E. Constant Temperature
As much as possible, keep your wine storage area’s temperature constant for extended aging. Any change should be gradual, to prevent the premature aging of wine.
F. Favorable Humidity Level
Keep humidity high, at about 70%, to keep the corks from drying out and to minimize evaporation. However, make sure that it doesn’t exceed 70%, to avoid mold growth and the loosening of labels.
Not all types of wine get better with time. Depending on its type, red wines can be stored from 2 to 10 years to age, while white wine should be used in no more than 3 years of storage (except for Chardonnay, which can last for up to 20 years).
Storing Wines After Opening
Red wine can stay outside of the wine storage room as long as you put the cork back in place and leave the bottle in a dark area. It won’t go bad for a few days.
White wines should be stored in a wine cellar or in a closet, or, if you don’t have one, the fridge will do. This will keep your wine good for a maximum of 5 days after you have opened it.

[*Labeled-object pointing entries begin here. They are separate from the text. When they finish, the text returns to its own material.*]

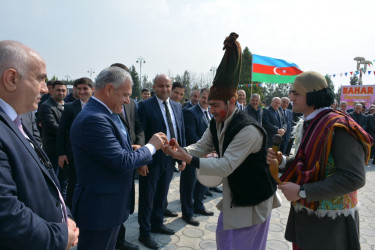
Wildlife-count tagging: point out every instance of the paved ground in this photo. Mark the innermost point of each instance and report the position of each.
(203, 237)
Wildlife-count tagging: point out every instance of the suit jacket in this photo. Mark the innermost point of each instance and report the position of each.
(50, 116)
(187, 105)
(271, 124)
(29, 122)
(195, 124)
(133, 124)
(289, 122)
(105, 163)
(256, 114)
(153, 122)
(64, 146)
(30, 213)
(137, 135)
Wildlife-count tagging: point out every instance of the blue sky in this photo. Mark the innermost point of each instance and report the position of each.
(173, 36)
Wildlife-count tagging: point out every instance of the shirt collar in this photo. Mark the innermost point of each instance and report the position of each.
(160, 101)
(110, 111)
(9, 110)
(202, 108)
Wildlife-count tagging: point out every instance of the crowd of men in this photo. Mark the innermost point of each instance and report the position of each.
(83, 150)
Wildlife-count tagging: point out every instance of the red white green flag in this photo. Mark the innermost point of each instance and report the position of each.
(272, 70)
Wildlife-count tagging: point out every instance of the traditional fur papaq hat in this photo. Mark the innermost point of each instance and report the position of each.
(315, 87)
(227, 75)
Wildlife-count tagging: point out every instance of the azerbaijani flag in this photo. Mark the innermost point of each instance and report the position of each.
(272, 70)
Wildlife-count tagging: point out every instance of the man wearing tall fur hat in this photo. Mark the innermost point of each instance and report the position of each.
(249, 192)
(323, 176)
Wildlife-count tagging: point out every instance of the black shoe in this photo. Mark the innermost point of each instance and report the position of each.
(216, 189)
(148, 242)
(191, 221)
(127, 246)
(204, 212)
(163, 230)
(169, 213)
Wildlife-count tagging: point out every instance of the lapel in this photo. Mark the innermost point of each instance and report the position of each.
(25, 142)
(158, 112)
(96, 107)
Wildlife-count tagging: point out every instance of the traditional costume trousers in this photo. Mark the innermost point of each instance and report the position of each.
(254, 237)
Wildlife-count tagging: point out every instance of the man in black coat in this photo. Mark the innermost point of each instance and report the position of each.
(84, 88)
(273, 120)
(253, 108)
(50, 115)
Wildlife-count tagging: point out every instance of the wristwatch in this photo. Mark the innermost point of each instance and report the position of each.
(302, 192)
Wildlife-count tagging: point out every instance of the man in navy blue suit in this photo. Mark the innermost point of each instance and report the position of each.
(84, 87)
(273, 121)
(196, 120)
(105, 161)
(32, 212)
(158, 113)
(288, 116)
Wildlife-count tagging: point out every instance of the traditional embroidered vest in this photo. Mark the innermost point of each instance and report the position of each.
(313, 161)
(251, 183)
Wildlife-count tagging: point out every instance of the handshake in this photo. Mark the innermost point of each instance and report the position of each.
(170, 148)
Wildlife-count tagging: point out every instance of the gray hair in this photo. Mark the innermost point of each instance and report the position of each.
(14, 55)
(255, 95)
(112, 75)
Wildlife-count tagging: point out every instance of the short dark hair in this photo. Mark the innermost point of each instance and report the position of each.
(204, 89)
(177, 85)
(83, 80)
(120, 65)
(57, 83)
(321, 98)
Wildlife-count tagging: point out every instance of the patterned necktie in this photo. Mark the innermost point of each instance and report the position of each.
(169, 120)
(207, 117)
(18, 123)
(117, 119)
(45, 161)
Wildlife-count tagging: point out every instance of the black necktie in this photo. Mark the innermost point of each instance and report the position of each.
(169, 120)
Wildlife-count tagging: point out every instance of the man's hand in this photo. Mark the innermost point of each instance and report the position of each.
(73, 233)
(135, 147)
(271, 155)
(143, 170)
(158, 140)
(182, 166)
(281, 131)
(62, 160)
(290, 191)
(177, 153)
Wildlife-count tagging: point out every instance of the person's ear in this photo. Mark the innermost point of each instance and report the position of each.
(10, 79)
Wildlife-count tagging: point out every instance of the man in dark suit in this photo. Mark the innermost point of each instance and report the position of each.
(84, 87)
(288, 116)
(29, 121)
(50, 114)
(196, 121)
(130, 119)
(32, 212)
(273, 121)
(158, 113)
(193, 99)
(253, 108)
(105, 161)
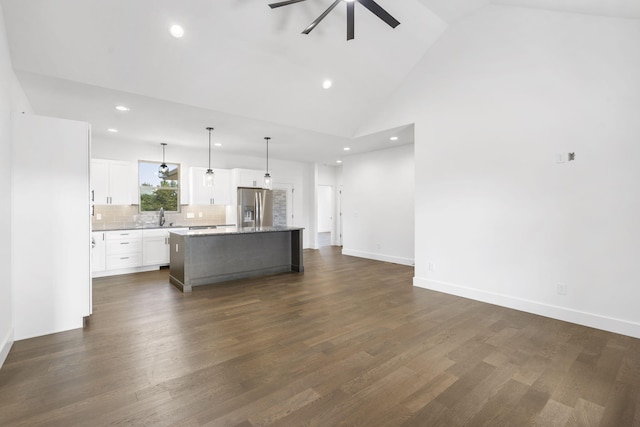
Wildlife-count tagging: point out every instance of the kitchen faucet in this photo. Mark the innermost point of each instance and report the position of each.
(162, 219)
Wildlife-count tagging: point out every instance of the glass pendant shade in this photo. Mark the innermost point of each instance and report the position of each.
(209, 176)
(163, 170)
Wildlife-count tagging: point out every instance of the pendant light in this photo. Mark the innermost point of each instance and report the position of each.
(268, 182)
(163, 170)
(209, 180)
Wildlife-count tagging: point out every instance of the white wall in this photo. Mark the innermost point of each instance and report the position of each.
(329, 175)
(12, 98)
(284, 172)
(498, 220)
(51, 229)
(377, 205)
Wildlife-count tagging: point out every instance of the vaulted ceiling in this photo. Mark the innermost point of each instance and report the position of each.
(240, 67)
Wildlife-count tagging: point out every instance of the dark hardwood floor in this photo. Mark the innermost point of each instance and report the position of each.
(349, 342)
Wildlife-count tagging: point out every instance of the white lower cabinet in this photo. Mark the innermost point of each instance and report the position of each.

How do you know if wine is good or not?
Wine evaluation and wine tasting are basically similar processes on both sides of the experience scale. This should make you confident that your opinion of a specific wine is as valid as the expert’s opinion of it.
A. Color and Appearance
When evaluating wine, you first look at its color and appearance. For example, dry white wine is yellowish in color, and changes into a deeper gold hue as it ages – echoing richer and more complex wine compared to the younger version. On the other hand, young red wine is rich in color – from berry red to purple. As it matures, it gets lighter, going far from the bright red, to a brownish tinge.

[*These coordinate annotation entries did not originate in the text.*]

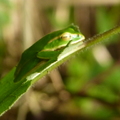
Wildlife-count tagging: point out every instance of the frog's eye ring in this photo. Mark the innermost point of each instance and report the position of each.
(66, 36)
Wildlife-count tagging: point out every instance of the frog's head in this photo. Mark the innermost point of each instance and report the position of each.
(63, 37)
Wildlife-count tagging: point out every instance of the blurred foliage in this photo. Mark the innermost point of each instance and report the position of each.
(91, 87)
(5, 7)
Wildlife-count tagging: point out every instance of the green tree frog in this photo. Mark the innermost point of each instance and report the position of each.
(48, 47)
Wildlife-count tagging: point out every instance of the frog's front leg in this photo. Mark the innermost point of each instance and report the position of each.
(48, 54)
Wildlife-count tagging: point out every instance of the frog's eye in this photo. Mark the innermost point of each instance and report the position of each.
(66, 36)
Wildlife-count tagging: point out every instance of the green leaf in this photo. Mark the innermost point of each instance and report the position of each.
(11, 92)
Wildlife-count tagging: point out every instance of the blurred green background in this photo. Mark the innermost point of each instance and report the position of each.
(86, 87)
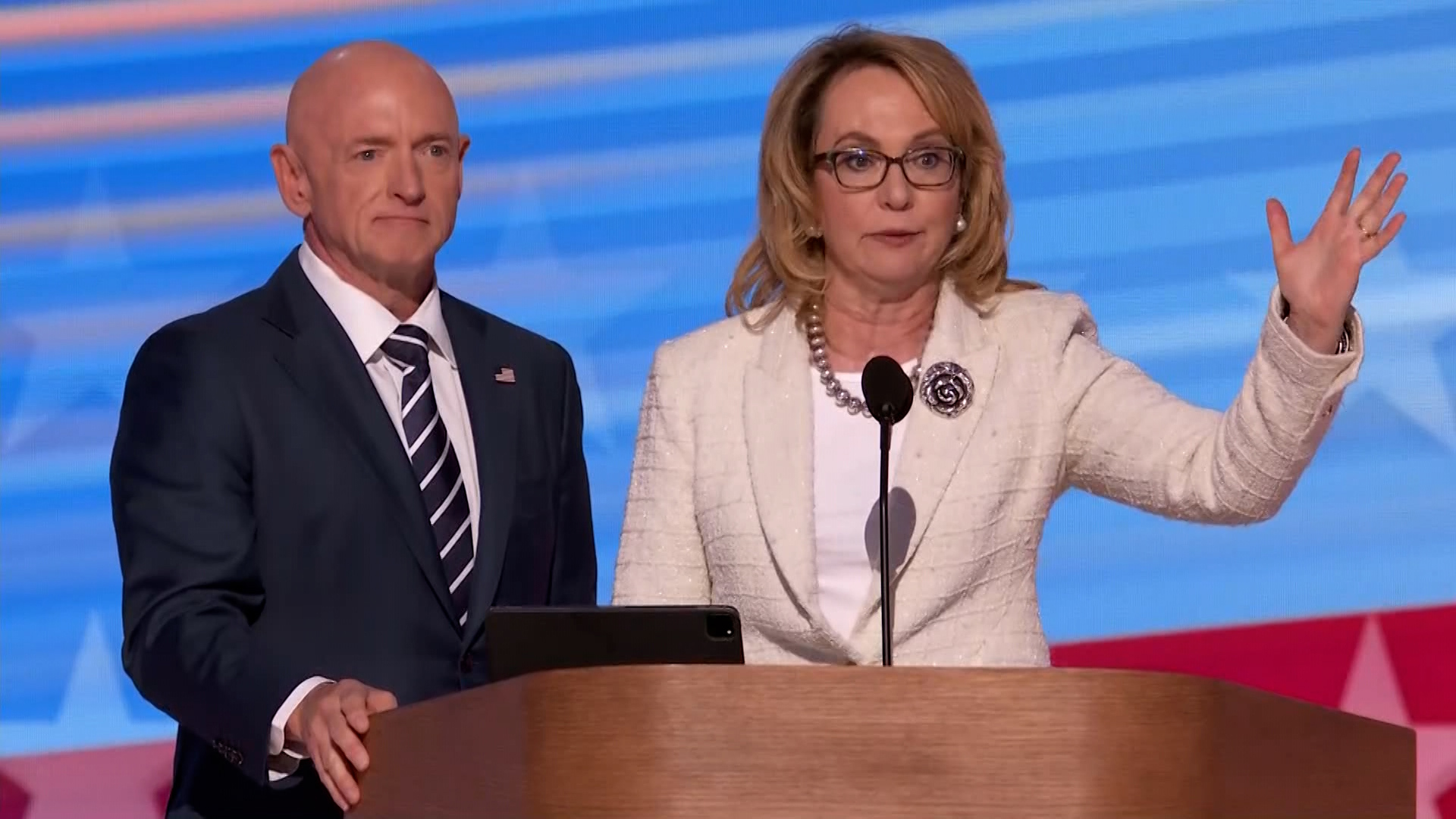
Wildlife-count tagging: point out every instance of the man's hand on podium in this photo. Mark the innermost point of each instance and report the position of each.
(328, 725)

In wine evaluation, your sense of smell is just as vital as your sense of taste. For a full appreciation of your wine’s aroma and bouquet, fill your glass to about a third of its capacity. Ideally, the top of your glass is curved inwards to guide the wine’s scent towards a concentrated area. A gentle swirl will mix air with the wine, which encourages your wine’s aroma to materialize. When describing the aroma, there are only two things to remember: the intensity of your wine’s aroma and what it reminded you of.
After looking and sniffing, at last, it’s time to savor wine tasting. Take a small sip and try sucking on the wine as if you are pulling it out of a straw. This will aerate the liquid and mix it throughout your mouth. You will generally experience a wide array of flavors from fruit, herb, flower, and mineral to barrel, among others. Your taste buds will also help you discover whether the wine is balanced (the flavors are in good proportions), harmonious (the flavors are seamlessly combined), complex, evolved and complete (balanced, harmonious, complex, evolved and with a lasting and pleasing finish). Some people even look at their watches to know how long the taste lasts in their palates after swallowing the wine, which is actually an indicator of the wine’s quality.
After wine tasting, ask yourself a few questions to complete the wine evaluation:
1. Does the wine have a pleasing color? Was it clear? Does it show brilliance? Did you like it?
2. How was the aroma? Was it light, nice, strong or somewhere in between? Can you say it’s exceptional? Did you like it?
3. How intense was the taste? Was the fruit detectable or not? Once again, did you like it?
4. Was your wine balanced? Was the fruit, acid, sugar and dryness in harmony, or did one overpower the other aspects? Again, did you like it?
5. Did the finish fall off quickly, in less than 10 seconds, or did it seen endless (more than a minute)? Finally, did you like it?
Wine evaluation is highly affected by your personal taste and preference. The main question is simply, “Did you like it?” Taste is highly subjective and no two individuals have exactly the same measure of perception which makes your opinion as valid as everybody else’s. The shortest way to gain more confidence in your tasting and evaluating abilities is to taste and evaluate again and again, and sharing and comparing them with others. There are no wrong answers or descriptions in this matter. All you need is to prepare a bottle of wine, a clean glass, your senses, and an open mind.